Garmin IQ Program
The Garmin IQ program came to an end at a ceremony held at Garmin’s Olathe headquarters. Garmin IQ is a summertime and after-school educational program where high school students learn Monkey C, the programming language Garmin uses to create applications, widgets, watch faces and data fields on many of our devices, including vívoactive, vívosmart and fēnix 3. The students received an inside look at how a Garmin device is created, designed, developed and brought to market.
During four summer sessions, the students received behind-the-scenes access to Garmin global headquarters and learned about our diverse design, development, engineering, production and marketing teams. STEM coordinator Sunita Lavin provided a tour of the Garmin campus, which showed the engineering and manufacturing facilities as well as let the students fly the aviation flight simulator and practice distracted driving using a driving simulator in the automotive OEM department.
The winning project were as follows
Third Place – Sunrise by Holden Essex.
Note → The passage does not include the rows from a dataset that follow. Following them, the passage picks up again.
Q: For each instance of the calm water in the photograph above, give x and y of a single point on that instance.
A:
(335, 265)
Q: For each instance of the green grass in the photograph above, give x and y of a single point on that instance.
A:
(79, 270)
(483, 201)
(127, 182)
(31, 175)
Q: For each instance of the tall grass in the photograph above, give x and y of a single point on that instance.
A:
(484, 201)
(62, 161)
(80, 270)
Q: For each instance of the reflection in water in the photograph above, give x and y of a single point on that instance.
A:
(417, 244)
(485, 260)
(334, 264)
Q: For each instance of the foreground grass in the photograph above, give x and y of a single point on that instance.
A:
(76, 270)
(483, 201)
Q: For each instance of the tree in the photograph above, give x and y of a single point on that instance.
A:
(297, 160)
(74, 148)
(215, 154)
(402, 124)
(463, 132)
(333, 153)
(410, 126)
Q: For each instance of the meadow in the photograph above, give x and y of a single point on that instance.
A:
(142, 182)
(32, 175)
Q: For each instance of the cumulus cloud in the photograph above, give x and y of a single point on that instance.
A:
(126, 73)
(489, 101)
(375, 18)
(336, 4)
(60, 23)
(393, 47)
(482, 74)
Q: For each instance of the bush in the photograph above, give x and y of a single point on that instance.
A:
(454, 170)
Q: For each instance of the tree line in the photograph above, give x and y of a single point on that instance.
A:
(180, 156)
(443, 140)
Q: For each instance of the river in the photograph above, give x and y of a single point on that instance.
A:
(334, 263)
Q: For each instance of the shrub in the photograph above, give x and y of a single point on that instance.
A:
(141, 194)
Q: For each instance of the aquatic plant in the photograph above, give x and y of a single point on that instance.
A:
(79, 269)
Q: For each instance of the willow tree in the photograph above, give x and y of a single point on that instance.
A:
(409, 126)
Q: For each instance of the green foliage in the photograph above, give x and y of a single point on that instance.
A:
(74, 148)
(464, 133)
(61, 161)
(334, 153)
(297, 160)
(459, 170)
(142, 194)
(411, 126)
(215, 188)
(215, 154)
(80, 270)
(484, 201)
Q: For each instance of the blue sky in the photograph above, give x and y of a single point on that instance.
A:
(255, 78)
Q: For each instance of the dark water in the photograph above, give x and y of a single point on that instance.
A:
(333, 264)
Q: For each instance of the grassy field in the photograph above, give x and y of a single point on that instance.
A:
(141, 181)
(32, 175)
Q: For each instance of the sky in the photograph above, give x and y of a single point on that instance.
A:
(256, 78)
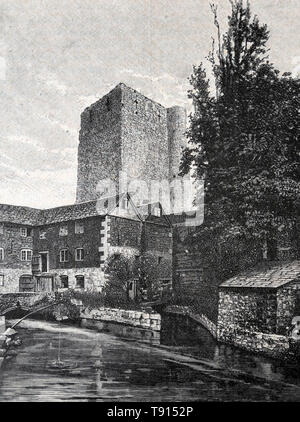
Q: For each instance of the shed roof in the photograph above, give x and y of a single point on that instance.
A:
(36, 217)
(19, 215)
(266, 275)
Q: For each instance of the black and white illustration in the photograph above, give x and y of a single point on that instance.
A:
(149, 201)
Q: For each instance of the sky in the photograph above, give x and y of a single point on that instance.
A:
(59, 56)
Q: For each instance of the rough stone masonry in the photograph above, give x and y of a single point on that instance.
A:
(125, 131)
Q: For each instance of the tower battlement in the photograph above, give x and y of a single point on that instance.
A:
(126, 131)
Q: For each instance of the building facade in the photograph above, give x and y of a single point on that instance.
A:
(68, 247)
(127, 132)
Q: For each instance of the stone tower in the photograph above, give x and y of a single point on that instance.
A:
(125, 131)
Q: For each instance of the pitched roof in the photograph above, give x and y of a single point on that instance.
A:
(19, 215)
(266, 275)
(35, 217)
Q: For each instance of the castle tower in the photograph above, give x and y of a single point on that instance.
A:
(126, 131)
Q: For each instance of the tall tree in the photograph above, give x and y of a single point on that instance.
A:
(244, 141)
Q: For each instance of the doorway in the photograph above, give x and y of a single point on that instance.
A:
(44, 262)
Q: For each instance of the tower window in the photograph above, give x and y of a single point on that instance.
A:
(26, 255)
(79, 227)
(79, 254)
(64, 281)
(26, 232)
(64, 255)
(79, 281)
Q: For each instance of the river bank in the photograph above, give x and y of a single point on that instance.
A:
(112, 368)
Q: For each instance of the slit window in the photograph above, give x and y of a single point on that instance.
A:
(63, 230)
(79, 254)
(80, 281)
(26, 232)
(26, 255)
(79, 227)
(64, 255)
(64, 281)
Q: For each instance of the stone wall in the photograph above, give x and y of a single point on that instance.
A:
(11, 267)
(99, 151)
(198, 318)
(247, 309)
(52, 242)
(26, 300)
(94, 277)
(126, 131)
(270, 344)
(149, 321)
(145, 152)
(286, 306)
(11, 279)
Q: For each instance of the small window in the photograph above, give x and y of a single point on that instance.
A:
(26, 232)
(64, 281)
(79, 254)
(26, 255)
(64, 255)
(125, 203)
(157, 212)
(79, 227)
(80, 281)
(63, 230)
(42, 234)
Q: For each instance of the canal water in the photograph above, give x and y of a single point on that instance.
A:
(184, 365)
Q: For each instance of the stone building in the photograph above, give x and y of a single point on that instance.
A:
(261, 300)
(16, 245)
(126, 132)
(67, 247)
A watch face that displayed the sun passing through the sky as the day goes by
Second Place – Return Home by Ryan Pope. This app uses the device’s GPS to find your current location, and the Google Maps API to get a route back to your house.
First Place – Disc Golf by Jake Herman. This app uses the device GPS to compute the distance from where you threw your disc to where it landed, and keeps track of the distance of your longest throw.
The three winners received gift cards, and all the participants received certificates presented by Vice President of Engineering Mike Wiegers as well as complimentary copies of Wearable Programming for the Active Lifestyle.
In the fall the students were given five lab sessions teaching them Connect IQ, the app platform for Garmin wearables and bike computers. The sessions went over the basics of programming up to MVC and object oriented programming. All of the students were provided a Garmin vívoactive to use to test their creations. After learning the ins and outs of creating apps for wearable devices, the students all worked independently on their own final project. In a final presentation, hosted by Garmin IQ coordinator Kurt Iverson, they presented their projects and were judged by the Connect IQ team.
Congratulations students on a job well done!